THE NOVEMBER MAN
Director: Roger Donaldson
Cast: Pierce Brosnan, Luke Bracey, Olga Kurylenko, Bill Smitrovich, Amila Terzimehic, Lazar Ristovski, Will Patton, Eliza Taylor, Caterina Scorsone, Akie Kotabe, Patrick Kennedy, Mediha Musliovic
MPAA Rating: (for strong violence including a sexual assault, language, sexuality/nudity and brief drug use)
Running Time: 1:48
Release Date: 8/27/14
Review by Mark Dujsik | August 27, 2014
There is a great amount of confusion about the central character in The November Man, which is quite at odds with the character himself. Peter Devereaux (Pierce Brosnan) knows exactly who he is, and he is not the agreeable, sensitive, or sympathetic sort. He is a hardened killer with little to no regard for human life. "You can be a human or a killer of humans," Devereaux tells his former trainee, who also happens to be the man hunting him; "One extinguishes the other." Whether or not this statement is true is a question best left to the philosophers and psychologists, but what's important is that Devereaux believes it. He chose the latter option and appears quite comfortable with the choice. The confusion belongs to the movie, which is quite uncomfortable letting its main character be who he is.
At one moment, Devereaux is a remorseless man, gunning down hordes of nameless and faceless agents from the United States and Russia in his non-specific quest for vengeance, the truth, or some combination of the two. He doesn't ask any questions of his targets before he shoots them or of himself after he has done so. He just points and pulls the trigger. There's a moment where he lets out a husky guffaw while toying with the man in charge of the team hunting him, and we start to wonder if he doesn't really enjoy these games of death.
At other moments, though, we're expected to find sympathy for this man. Devereaux has a family of sorts. He protects the victim of a Russian politician at the possible expense of his own life. Even to his former trainee Mason (Luke Bracey)—the man who is hunting him—Devereaux sees himself as a teacher—an example of how not to live. He's been there, done that, and only has a scarred soul to show for it. Surely, he only wants the younger agent to realize the cost of the path they have chosen, and if the kid isn't smart enough to figure out, well then, it seems that Devereaux will just have to kill him.
There is enough inconsistency in the portrayal of the character here that there are times we expect Devereaux to emerge as the full-blown villain of his own story. Yes, there's a plot involving the CIA trying to foster American interests in Russia by hiding the horrendous past of the man who has all but secured his election as the country's next president, but when it comes to that storyline, the screenplay by Michael Finch and Karl Gajdusek (based on Bill Granger's book There Are No Spies) teases us with red herrings and purposefully confounding political intrigue. We're not supposed to understand the meaning and culprits behind the mystery guiding the plot until the last possible moment, so of course our focus is instead on Devereaux.
After a botched protection mission in which Mason accidentally killed a child while shooting an assassin, Devereaux has been retired from the CIA for five years.
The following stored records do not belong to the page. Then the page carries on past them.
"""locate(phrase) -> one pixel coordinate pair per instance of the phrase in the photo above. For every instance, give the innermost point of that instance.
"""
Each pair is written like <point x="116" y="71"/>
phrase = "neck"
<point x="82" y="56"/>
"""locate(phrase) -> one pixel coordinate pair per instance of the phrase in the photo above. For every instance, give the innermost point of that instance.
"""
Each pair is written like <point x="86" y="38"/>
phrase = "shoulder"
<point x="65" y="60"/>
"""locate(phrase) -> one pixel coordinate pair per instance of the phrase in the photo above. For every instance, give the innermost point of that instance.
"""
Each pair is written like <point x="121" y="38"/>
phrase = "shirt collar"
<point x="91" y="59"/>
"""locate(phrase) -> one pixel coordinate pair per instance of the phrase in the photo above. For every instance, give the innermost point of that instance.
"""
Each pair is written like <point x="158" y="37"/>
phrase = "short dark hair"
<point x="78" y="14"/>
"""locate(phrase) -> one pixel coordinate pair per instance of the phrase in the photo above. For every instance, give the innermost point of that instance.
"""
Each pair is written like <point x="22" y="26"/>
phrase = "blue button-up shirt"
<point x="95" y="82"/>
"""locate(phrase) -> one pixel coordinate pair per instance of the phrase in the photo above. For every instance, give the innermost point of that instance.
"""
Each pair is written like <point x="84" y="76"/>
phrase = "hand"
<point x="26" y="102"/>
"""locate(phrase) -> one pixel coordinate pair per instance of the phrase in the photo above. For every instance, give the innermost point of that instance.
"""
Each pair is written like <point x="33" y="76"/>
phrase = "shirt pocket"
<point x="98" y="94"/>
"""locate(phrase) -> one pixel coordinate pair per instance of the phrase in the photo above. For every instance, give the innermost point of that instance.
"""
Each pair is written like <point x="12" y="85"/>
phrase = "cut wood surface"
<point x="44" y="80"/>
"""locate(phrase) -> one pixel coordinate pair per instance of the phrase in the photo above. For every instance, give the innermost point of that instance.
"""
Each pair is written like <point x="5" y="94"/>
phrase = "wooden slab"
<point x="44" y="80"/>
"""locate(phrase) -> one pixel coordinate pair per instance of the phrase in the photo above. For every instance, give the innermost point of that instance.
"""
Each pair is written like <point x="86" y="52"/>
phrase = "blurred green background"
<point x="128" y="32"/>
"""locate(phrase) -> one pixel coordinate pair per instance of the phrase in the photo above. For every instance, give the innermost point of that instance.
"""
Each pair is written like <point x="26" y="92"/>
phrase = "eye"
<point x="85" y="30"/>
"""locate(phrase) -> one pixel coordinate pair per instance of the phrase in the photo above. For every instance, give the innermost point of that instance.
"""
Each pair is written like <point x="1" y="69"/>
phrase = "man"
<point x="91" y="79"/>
His old boss Hanley (Bill Smitrovich) wants him to go to Moscow to recover an undercover agent who has discovered damning evidence against Federov (Lazar Ristovski), who is expected to win the upcoming presidential election.
Natalia (Mediha Musliovic), the agent who also has a past with Devereaux, gives him the name of a missing Chechnyan refugee before being killed by a CIA team led by Mason. After killing the team but sparing Mason, Devereaux tracks the name to Alice (Olga Kurylenko), a social worker who might know where the refugee is.
There is much more to the whole affair, including a curious journalist (Patrick Kennedy), a female assassin (Amila Terzimehic) hired by Federov, and a wily CIA head (Will Patton) who seems too eager to eliminate anyone with or searching for the truth. The plot is bogged down by inevitable revelations and throwaway characters, and even director Roger Donaldson seems exasperated keeping track of the whole thing (There's a scene in which a villain is revealed by name, and Donaldson stages it with Devereaux holding up a photo of two suspects so that the accuser can point out which one isn't the red herring).
Of course, the plot is only an excuse to allow Devereaux free rein to go about his confused business. In one scene, he gambles with the life of an innocent woman—slitting her femoral artery and running away—in the hopes that Mason has learned something (It's telling that the victim is never seen again, and it's also revealing that Alice is almost immediately reduced to a damsel in distress after being provided an opportunity for empowerment). The act, which combines his odd sense of moralizing with his disregard for human life, isn't the work of a hero; it's the deed of a sociopath.
If that's who Devereaux is, that's fine from a narrative standpoint (Some of the movie's better moments come when it embraces that), but there's no consistency here. The November Man is wishy-washy about him, assuming his "soft underbelly" will trump the less appealing aspects of the character. The man knows who he is; the movie wants to have him both ways.